Hal demikian membuat Razan termenung memikirkan nasibnya yang antah berantah. Tanpa sadar, ia menambah panjang urutan kemacetan. "eeh maaf mas". Cengengesan Razan pada pengendara yang tampak kesal dan bahkan ogah membalas cengengesan multitafsir milik Razan. "Sabaar dong mas, kamu pikir kamu saja yang terlambat, saya juga nih!!! Bahkan saya terancam ngulang lagi tahun depan, nasib mana sih yang lebih miris?" gerutu nya dalam hati, iya cukup dalam hati.

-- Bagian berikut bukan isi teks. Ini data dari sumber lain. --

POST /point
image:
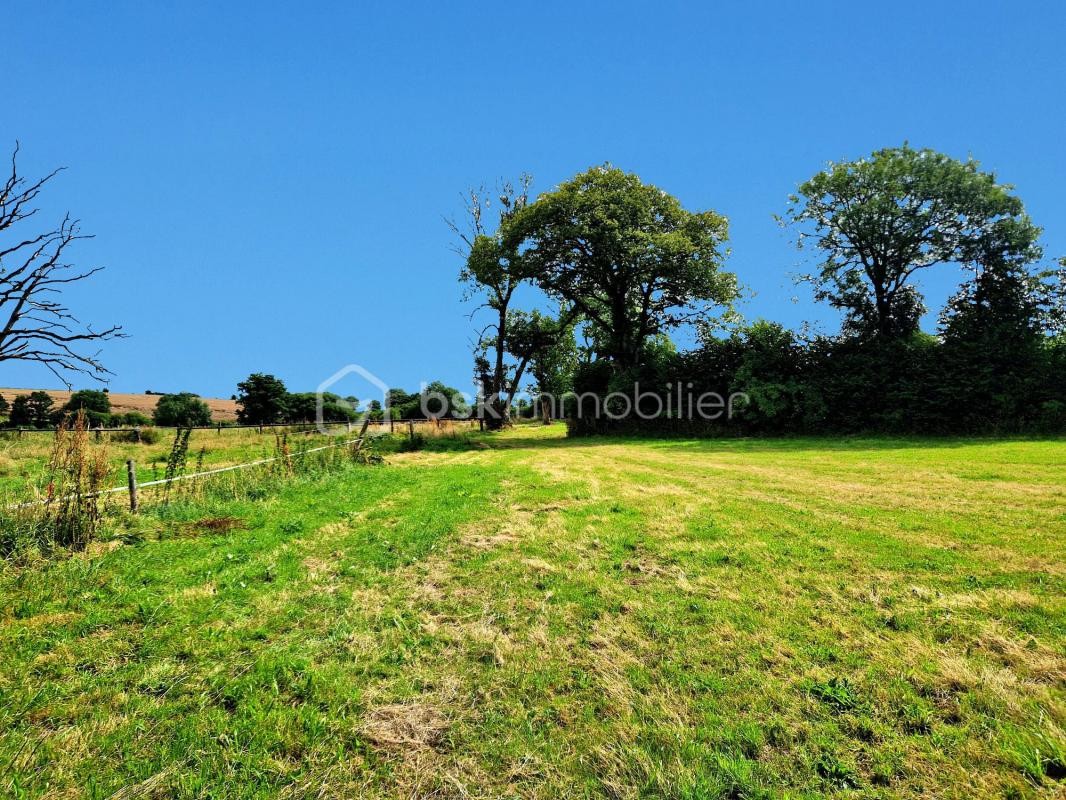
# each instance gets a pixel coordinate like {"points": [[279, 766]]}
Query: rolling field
{"points": [[222, 410], [23, 461], [540, 617]]}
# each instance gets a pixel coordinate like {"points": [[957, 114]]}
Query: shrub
{"points": [[33, 410], [183, 410], [139, 435], [130, 419]]}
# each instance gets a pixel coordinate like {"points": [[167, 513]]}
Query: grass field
{"points": [[222, 410], [23, 460], [537, 617]]}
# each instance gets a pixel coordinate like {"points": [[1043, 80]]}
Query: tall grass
{"points": [[67, 513]]}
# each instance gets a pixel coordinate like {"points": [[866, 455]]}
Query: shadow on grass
{"points": [[516, 438]]}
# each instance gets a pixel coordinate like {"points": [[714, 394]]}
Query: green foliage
{"points": [[261, 400], [881, 219], [130, 419], [436, 400], [625, 255], [182, 410], [31, 411], [304, 408]]}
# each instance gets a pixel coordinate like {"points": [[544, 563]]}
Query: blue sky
{"points": [[267, 182]]}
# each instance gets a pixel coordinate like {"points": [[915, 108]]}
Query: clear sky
{"points": [[267, 182]]}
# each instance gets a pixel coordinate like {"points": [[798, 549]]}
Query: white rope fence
{"points": [[132, 486]]}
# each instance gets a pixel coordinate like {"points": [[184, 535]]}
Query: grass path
{"points": [[549, 618]]}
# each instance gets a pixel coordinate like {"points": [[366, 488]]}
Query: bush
{"points": [[183, 410], [130, 419], [140, 435]]}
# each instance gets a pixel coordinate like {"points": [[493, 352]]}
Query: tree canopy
{"points": [[878, 220], [181, 410], [260, 400], [624, 254]]}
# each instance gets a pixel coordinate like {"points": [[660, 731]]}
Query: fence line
{"points": [[220, 427], [132, 486]]}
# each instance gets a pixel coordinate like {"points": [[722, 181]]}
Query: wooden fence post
{"points": [[131, 477]]}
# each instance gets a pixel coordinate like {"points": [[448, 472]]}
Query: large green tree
{"points": [[181, 410], [33, 410], [625, 255], [493, 272], [260, 400], [879, 220]]}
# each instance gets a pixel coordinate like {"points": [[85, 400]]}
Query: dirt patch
{"points": [[405, 726]]}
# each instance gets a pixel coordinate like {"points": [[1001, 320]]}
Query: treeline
{"points": [[623, 265], [263, 399]]}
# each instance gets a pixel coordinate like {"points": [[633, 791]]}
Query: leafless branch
{"points": [[34, 325]]}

Pukul 8.00 pagi, ia telah sampai di kampus, kalau saja ada Award bagi pengendara tercepat menembus kemacetan dalam waktu 30 menit. Maka Razan lah yang berhak meraih penghargaan itu. Razan menyusuri koridor kampus dengan nafas yang tersenggal-senggal. Terlambat 30 menit mungkin sesuatu yang dosen lain dapat maklumi, dengan kondisi kota Jakarta yang macet parah. Tetapi dengan dosen satu ini, siap-siap anda akan dilayangkan sebuah surat perjanjian dengan tanda tangan diatas materai 6000. Banyak hal berkecamuk dalam benaknya apakah ia tetap masuk? resikonya pasti ia bakalan habis nanti ditanya panjang kali lebar. Atau pilih gak masuk , dengan resiko dirinya akan ngulang tahun depan. Ketika situasi seperti ini, ia hanya bisa berpasrah diri dan berdoa kepada Sang Penguasa Alam Semesta . "Tuhanku yang baik,bantu aku. Aku akan rajin beribadah kepadamu dua kali lebih ekstra. Rajin sholat, baca al-Quran, membantu kaum dhuafa, bersedeqah kepada pengemis atau memberikan sumbangan kepada korban gempa, banjir bandang dan lain sebagainya." pinta Razan dengan tulus. Disaat seperti ini ia memang rawan ingat akan Tuhan.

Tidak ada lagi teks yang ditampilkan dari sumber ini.